A Court of Appeal judgment in a family dispute over a death-bed Will which has run for 8 years was handed down on Monday, together with a call from Lord Justice Lewison for Parliament to end the uncertainty over "guided-hand" signatures. The case serves as a reminder that in order to be valid, a Will must be properly executed.
Sadly, each year a large number of Wills are found to be invalid because the person making the Will (the testator) fails to execute it properly. Sometimes this is because due to failing health the testator has difficulty signing. However, it can simply be that the testator is not fully aware of the rules relating to the proper execution of a Will, or their significance.
In this case, 69 year old Martin Lavin "signed" a new Will from his hospital bed a few hours before he died leaving his whole estate to his sister Anne. The Will had been handwritten by Anne's daughter Hanora and was witnessed by two of the hospital nurses. The case turned on whether the Will had been validly executed by Mr Lavin as the Court heard that he was too weak in the hours before his death to have signed the Will. Evidence was heard from Hanora and one of the nurses who had acted as a witness that he had signed the Will without any help. However, a handwriting expert concluded that it was not Mr Lavin's signature. The second nurse subsequently gave evidence that Anne had guided her brother's hand when he signed the Will, but this was also rejected by the Court who found the evidence unreliable. The Court finally concluded that Anne had herself signed the Will but that there was no evidence that Mr Lavin had asked to sign it on her behalf. As such, the Will was found to be invalid. The estate passed to other family members.
The rules relating to the execution of a Will are rigid and must be carefully adhered to. They are set out in the Wills Act 1837 and broadly require that:
- The testator must sign the Will, or another person must sign it in his presence and at his direction.
- The testator must intend by his signature to give effect to the Will.
- The signature must be either made or acknowledged in the presence of at least two witnesses present at the same time.

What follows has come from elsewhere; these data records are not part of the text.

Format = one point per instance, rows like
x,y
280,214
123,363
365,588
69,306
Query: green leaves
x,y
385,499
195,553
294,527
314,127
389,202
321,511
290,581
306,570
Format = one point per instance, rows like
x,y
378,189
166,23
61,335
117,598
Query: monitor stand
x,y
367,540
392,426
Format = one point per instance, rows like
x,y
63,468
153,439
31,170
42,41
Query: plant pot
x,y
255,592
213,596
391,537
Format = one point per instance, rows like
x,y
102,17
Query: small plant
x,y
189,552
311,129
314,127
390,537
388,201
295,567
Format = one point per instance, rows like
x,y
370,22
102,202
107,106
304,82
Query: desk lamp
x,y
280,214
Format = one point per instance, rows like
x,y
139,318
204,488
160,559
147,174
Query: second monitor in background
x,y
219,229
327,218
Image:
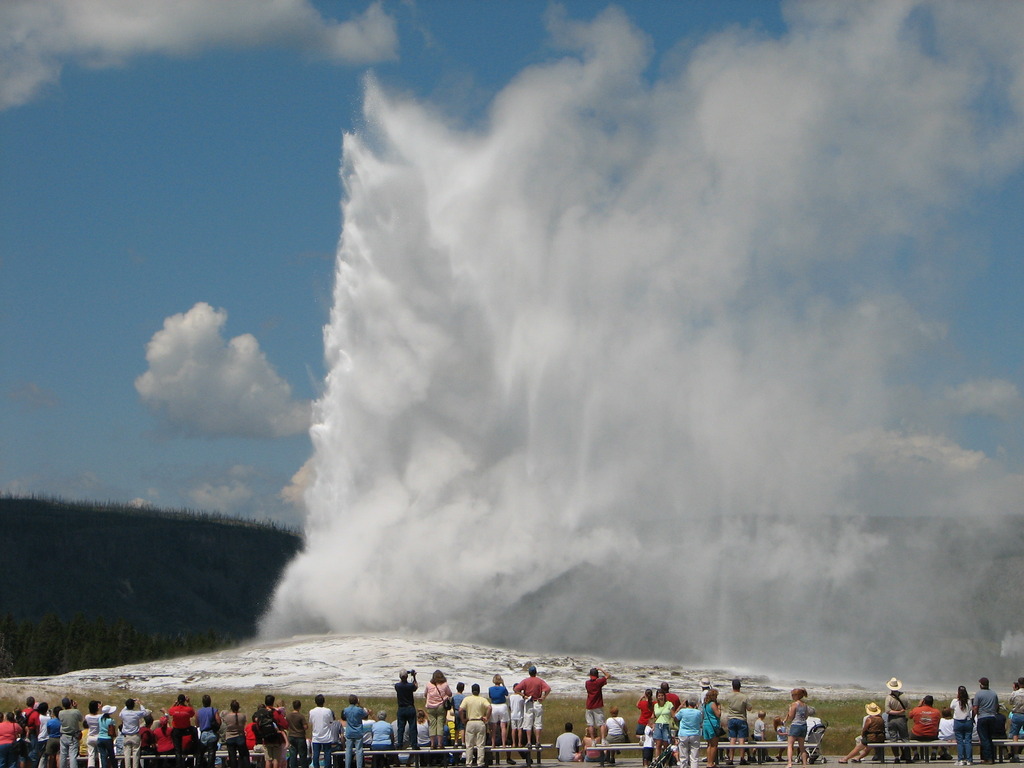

- Each witness must sign the Will, or acknowledge his signature, in the presence of the testator.
If the testator cannot sign the Will himself, another can do so provided that it is at his direction. However, the Probate Registry will in such a case also require evidence that the testator had full knowledge of the Will at the time it was executed. This would usually be achieved by the Will being read over to him before he signs it and the fact that this had been done would be confirmed in the execution clause.
In all such cases, the best advice is to follow the rules set out in the Wills Act 1837 carefully. If you have instructed a solicitor to prepare the Will, he or she will either oversee the execution of the Will or will provide you with clear guidance. If there is any risk that the execution of the Will might be challenged later, it would be helpful to keep statements from the witnesses or anyone else present at the time. It can be hard to recall events precisely years later and the conflicting and unreliable evidence from the witnesses was clearly a factor which contributed to the length of time the Lavin case has run.